Benedito Badaró, que era filho de coronel, não
seguiu o exemplo dos demais irmãos, pois todos estes se encaminharam na vida
pública após se formarem como doutores: José de Nápoles, que era seu irmão mais
velho, era bacharel em direito, tendo-se formado na famosa escola do Largo de
São Francisco, onde depois se tornou brilhante professor e jamais voltou a
Minas Novas. Era, este Badaró, um crítico mordaz do coronelismo e detestava os
irmãos. Consta que, já estando há muito tempo morando em Campinas,
interior do Estado de São Paulo, ao ser comunicado da homenagem prestada a seu
pai, com a denominação de Francisco Badaró para o então distrito de Sucuriu,
ele teria afirmado, com ironia, que estavam tirando o nome de uma cobra
inofensiva e colocando no lugar o nome de uma cobra peçonhenta e perigosa.
Sobre a curiosidade de seu nome, José de Nápoles, dizia ser uma homenagem, de
sua mãe, Dona Sinhazinha Nogueira, à cidade em cujo porto ele nascera de um
parto apressado pelas atribulações de uma crise nervosa, de que ela foi
acometida, naquele estágio de último mês de sua difícil gravidez, quando, ao
chegar à Itália, teve ela um grande trauma ao tomar conhecimento sobre a
existência de Adelli Piambetta, esposa europeia de seu marido, que naquela
quadra respondia como Ministro Plenipotenciário junto ao Estado do Vaticano.
Logo que nasceu, imediatamente, sem mesmo apear do navio, toda a família se viu
obrigada a voltar ao Brasil, por força do rumoroso processo de bigamia que seu
pai estava respondendo, naquela capital italiana, o que resultou na expulsão do
diplomata, então considerado como "persona nom grata" decretada pelo
papa Leão X. E esse fato, em muito contribuía para o indisfarçável
constrangimento do Dr.

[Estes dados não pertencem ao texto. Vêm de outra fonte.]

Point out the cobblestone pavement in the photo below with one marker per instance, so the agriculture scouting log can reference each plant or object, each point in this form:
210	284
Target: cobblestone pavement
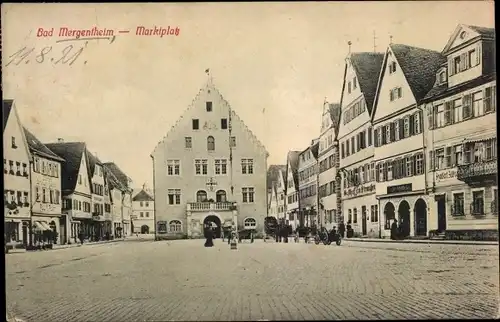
182	280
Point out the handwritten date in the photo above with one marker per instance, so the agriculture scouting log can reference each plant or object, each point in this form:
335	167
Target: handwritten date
67	56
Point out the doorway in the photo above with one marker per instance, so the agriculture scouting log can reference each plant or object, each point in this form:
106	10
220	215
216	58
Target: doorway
363	221
441	205
404	218
212	222
421	218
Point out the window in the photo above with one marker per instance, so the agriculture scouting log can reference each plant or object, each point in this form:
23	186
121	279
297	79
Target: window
220	166
174	196
196	124
250	223
477	104
247	166
248	194
201	166
201	196
477	207
173	167
223	124
439	115
175	226
439	155
210	143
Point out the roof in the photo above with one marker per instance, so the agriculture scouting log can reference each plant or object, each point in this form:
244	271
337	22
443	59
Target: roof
7	107
143	196
483	31
367	67
119	174
419	67
37	146
272	174
72	153
293	160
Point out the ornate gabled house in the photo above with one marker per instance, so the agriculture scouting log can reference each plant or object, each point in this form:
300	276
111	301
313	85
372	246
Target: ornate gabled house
45	171
308	180
143	212
461	141
357	168
209	169
125	187
327	154
407	75
16	176
292	190
76	194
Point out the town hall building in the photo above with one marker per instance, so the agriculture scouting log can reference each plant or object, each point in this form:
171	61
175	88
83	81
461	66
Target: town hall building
209	169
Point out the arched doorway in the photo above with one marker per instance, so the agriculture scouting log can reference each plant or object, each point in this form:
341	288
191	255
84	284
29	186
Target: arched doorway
389	215
421	217
404	218
220	196
201	196
212	222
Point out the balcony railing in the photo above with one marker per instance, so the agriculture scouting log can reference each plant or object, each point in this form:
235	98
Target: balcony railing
477	209
208	206
475	170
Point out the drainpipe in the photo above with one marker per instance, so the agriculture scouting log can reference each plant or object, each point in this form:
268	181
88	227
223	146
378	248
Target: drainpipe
154	197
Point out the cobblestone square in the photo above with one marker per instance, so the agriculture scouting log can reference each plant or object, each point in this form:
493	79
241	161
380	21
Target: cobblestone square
182	280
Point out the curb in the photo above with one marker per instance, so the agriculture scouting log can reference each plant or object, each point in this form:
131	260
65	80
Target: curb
428	242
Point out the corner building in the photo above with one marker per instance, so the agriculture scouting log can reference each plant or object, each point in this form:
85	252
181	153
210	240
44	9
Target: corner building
209	168
407	75
462	141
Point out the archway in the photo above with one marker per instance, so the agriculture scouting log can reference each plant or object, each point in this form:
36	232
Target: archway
404	218
389	214
220	196
212	222
421	217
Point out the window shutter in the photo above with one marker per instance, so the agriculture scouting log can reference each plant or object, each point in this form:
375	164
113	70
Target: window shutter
466	106
451	68
478	54
414	165
412	124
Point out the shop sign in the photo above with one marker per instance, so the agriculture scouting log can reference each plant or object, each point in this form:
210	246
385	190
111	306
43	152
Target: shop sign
446	174
399	188
355	191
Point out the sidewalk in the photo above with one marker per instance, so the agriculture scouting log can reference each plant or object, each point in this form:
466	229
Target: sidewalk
422	241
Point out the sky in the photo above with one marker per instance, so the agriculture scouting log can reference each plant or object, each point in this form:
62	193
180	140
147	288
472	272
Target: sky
275	63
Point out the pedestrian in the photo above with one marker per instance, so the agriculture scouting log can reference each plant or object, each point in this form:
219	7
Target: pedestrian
394	230
342	229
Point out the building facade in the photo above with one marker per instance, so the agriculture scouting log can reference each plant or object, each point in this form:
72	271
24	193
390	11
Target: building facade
17	178
45	171
359	204
76	194
143	212
292	190
327	153
209	169
462	141
308	185
407	75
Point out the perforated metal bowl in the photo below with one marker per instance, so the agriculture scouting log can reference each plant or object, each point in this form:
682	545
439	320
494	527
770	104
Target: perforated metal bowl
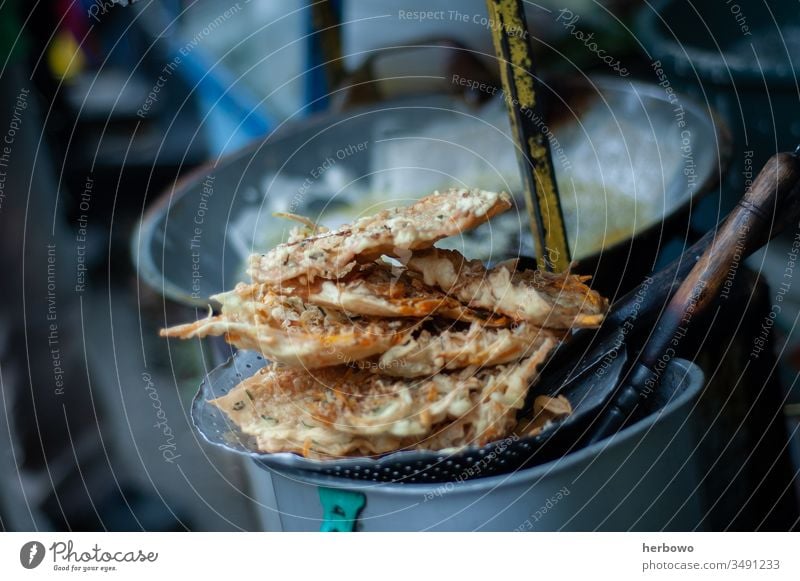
500	457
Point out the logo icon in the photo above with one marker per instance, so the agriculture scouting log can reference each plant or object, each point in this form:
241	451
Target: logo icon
31	554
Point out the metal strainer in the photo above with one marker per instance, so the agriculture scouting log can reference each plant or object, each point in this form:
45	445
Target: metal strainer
412	466
407	466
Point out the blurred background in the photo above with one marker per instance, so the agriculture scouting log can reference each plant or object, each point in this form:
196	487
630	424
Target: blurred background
173	114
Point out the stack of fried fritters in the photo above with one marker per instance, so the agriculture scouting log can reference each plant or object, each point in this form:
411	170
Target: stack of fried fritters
427	350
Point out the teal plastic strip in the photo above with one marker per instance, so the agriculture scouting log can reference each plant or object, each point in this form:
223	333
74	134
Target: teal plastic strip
340	509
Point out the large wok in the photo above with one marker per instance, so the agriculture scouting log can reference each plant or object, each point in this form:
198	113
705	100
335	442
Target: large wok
629	166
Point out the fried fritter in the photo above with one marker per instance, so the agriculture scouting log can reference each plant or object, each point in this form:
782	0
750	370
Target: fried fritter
339	411
331	255
553	301
426	353
289	331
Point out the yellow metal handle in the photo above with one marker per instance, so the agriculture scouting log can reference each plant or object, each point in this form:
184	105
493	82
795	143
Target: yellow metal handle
513	48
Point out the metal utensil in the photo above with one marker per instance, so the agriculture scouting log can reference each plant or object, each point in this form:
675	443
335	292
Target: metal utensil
515	55
738	235
774	190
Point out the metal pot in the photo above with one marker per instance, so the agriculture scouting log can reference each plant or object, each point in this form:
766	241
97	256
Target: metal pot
643	478
618	158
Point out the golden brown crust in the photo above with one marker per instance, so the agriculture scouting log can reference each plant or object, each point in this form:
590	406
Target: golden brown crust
554	301
332	255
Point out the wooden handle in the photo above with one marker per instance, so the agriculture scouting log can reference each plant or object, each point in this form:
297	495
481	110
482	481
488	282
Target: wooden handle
650	295
746	228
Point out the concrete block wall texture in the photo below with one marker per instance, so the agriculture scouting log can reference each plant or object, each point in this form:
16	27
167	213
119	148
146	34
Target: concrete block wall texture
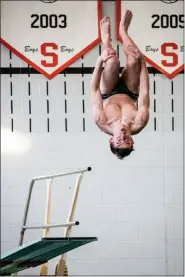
134	207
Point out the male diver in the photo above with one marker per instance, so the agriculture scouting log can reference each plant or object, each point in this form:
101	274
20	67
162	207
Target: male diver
120	102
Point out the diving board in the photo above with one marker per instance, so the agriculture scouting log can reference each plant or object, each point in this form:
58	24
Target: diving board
39	252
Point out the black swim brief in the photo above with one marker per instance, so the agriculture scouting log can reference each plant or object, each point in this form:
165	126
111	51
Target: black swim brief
121	88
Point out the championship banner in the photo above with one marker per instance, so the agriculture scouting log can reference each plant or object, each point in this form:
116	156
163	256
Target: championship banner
157	28
50	35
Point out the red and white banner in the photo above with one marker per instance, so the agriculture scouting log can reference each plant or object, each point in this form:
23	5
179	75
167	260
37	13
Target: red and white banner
50	35
157	28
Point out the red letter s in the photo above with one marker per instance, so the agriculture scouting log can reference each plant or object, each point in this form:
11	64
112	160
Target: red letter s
49	54
169	54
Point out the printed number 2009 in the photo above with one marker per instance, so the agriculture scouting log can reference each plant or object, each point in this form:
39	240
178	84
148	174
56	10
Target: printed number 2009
52	21
166	21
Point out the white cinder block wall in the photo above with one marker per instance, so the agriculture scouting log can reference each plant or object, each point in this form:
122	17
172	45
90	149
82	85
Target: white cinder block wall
134	207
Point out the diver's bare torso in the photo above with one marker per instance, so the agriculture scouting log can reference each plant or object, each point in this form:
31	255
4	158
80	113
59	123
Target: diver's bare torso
122	108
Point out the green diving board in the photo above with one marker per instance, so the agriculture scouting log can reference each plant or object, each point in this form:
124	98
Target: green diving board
39	252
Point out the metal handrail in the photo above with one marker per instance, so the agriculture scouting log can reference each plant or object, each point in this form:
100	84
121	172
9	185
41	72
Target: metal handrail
52	176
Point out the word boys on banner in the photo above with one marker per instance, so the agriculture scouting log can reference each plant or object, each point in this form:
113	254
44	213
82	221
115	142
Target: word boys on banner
157	28
50	35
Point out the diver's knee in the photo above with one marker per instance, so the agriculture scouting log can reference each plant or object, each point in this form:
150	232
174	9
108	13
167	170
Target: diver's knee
113	62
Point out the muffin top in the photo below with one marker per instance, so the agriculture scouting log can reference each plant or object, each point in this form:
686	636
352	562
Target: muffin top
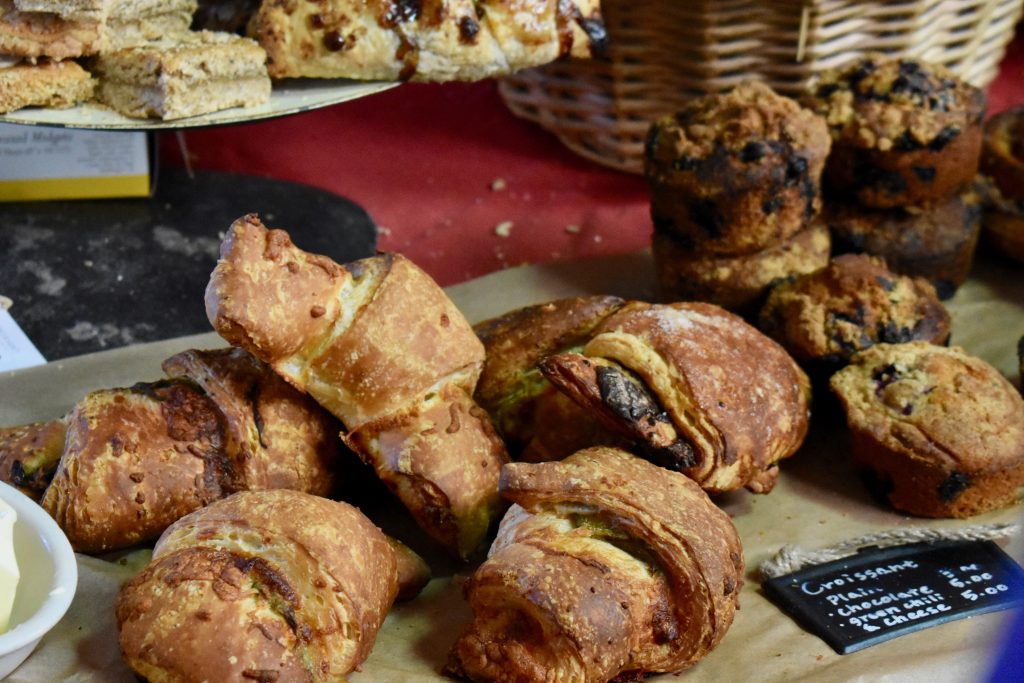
937	402
751	121
853	303
904	104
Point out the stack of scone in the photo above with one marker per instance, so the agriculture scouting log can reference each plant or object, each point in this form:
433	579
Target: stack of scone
137	56
906	140
734	181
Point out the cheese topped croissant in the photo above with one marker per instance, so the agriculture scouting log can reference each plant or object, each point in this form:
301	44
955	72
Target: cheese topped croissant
263	586
380	345
442	40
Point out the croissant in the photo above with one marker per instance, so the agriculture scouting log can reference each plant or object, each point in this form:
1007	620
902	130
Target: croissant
380	345
443	41
537	421
605	564
695	388
264	586
127	462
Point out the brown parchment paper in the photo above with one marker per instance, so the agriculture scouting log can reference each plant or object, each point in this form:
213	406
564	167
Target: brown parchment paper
818	502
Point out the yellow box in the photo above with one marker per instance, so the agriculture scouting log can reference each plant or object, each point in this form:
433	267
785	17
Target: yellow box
39	163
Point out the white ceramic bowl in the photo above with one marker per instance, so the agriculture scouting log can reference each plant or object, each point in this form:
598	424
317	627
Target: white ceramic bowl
49	574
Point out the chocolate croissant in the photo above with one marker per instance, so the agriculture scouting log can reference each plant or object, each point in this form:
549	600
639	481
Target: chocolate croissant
264	586
605	565
29	455
538	422
380	345
695	388
125	463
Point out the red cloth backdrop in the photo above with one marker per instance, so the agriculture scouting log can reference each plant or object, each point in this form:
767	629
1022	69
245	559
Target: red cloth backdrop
454	180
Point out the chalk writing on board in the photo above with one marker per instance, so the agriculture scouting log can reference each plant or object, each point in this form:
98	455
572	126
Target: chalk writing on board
883	593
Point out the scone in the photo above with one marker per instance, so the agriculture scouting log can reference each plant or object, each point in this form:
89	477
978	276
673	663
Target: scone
735	283
824	317
31	34
448	40
942	431
55	84
200	73
936	242
903	132
735	173
66	30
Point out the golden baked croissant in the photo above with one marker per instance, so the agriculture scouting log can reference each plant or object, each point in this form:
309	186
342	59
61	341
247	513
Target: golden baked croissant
537	421
380	345
264	586
696	388
135	460
127	462
606	564
439	41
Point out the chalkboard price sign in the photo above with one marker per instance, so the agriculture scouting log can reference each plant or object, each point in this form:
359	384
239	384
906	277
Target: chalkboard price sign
879	594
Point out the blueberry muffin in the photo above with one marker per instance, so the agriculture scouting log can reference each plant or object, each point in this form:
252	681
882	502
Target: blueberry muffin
823	317
1003	152
903	132
936	241
1003	164
736	283
735	173
942	432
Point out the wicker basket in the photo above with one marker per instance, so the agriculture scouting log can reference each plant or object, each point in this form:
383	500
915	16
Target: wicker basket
663	52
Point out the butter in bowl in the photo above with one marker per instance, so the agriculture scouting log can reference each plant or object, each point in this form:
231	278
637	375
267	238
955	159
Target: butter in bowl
38	577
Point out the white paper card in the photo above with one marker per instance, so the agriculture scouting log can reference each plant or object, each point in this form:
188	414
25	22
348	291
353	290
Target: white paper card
16	350
31	152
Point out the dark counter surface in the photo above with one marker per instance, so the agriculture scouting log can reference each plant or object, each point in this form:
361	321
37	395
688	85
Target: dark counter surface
89	275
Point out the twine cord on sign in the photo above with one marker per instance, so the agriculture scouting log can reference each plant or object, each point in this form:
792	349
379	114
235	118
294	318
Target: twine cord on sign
793	558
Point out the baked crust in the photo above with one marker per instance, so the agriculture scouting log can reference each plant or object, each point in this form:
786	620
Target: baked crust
440	41
903	132
606	564
511	387
824	317
183	75
380	345
934	241
735	173
264	586
1003	153
134	461
696	388
46	35
943	431
53	84
274	436
29	455
735	283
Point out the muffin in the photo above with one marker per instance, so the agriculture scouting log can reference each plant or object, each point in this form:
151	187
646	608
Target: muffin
823	317
941	431
735	173
1003	152
936	242
735	283
1003	165
903	132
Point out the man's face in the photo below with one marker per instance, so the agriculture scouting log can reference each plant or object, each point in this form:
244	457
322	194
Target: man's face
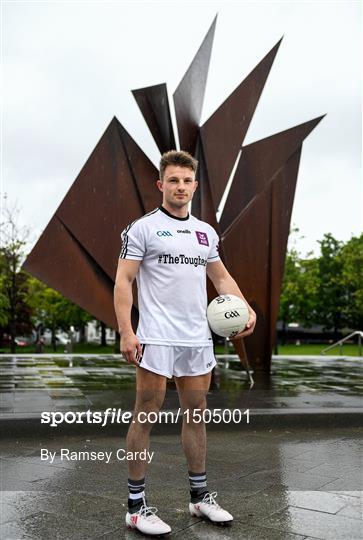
178	185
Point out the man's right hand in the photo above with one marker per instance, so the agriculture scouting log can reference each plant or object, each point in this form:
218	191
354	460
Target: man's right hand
129	345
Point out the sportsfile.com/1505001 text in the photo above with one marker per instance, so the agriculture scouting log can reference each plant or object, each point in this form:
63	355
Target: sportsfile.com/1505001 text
117	416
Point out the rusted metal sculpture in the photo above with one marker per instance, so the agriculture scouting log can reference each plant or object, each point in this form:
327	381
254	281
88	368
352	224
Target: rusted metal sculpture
78	251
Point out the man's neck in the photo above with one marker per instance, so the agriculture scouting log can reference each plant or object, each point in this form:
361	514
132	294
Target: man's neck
181	212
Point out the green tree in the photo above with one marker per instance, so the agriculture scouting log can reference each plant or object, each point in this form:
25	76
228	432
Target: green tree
351	258
331	297
54	312
15	312
299	291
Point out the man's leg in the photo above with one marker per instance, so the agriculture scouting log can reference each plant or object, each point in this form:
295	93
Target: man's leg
192	396
150	394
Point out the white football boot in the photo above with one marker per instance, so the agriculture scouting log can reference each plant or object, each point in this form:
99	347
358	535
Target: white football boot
146	521
210	509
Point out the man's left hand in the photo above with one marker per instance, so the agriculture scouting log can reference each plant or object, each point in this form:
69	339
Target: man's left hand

José que preferiu partir para um lugar tão longínquo de
Minas Novas, onde era desconhecido esse fato histórico, evitando-se assim ser
indagado dessa vexatória situação familiar,.
Além do napolitano, havia outro irmão, o Dr.
Francisco Badaró Junior, que se formou em medicina, mas que tomou gosto mesmo
foi pela carreira de político e, além deles, havia duas irmãs que foram
dedicadas professoras, uma delas que foi a boníssima dona Corina, donzela
convicta e mestra famosa no Povoado de Santa Cruz da Chapada, onde é tida como
verdadeira santa; a outra, Dona Laura Badaró, muito bonita, mas que segundo o
Mané Rabicó não era lá tão santa como a Mestra, sua irmã.
O guarda Bené, que era uma pessoa simples, e muito
querida na cidade, não ligava muito pelo fato de ser um filho de família
ilustre, tendo, de forma inusitada, contrariado muito aos seus, não lhes
permitindo cumprir o desejo de vê-lo padre, como desejavam, e por decidir-se,
abandonando o seminário, casar-se com Dona Lourdes, uma das filhas do maior
adversário do pai, o coronel Demóstenes César, este que era também um homem
ilustre e não menos respeitado político, que até chegou a ocupar o cargo de
deputado provincial e de representante constituinte.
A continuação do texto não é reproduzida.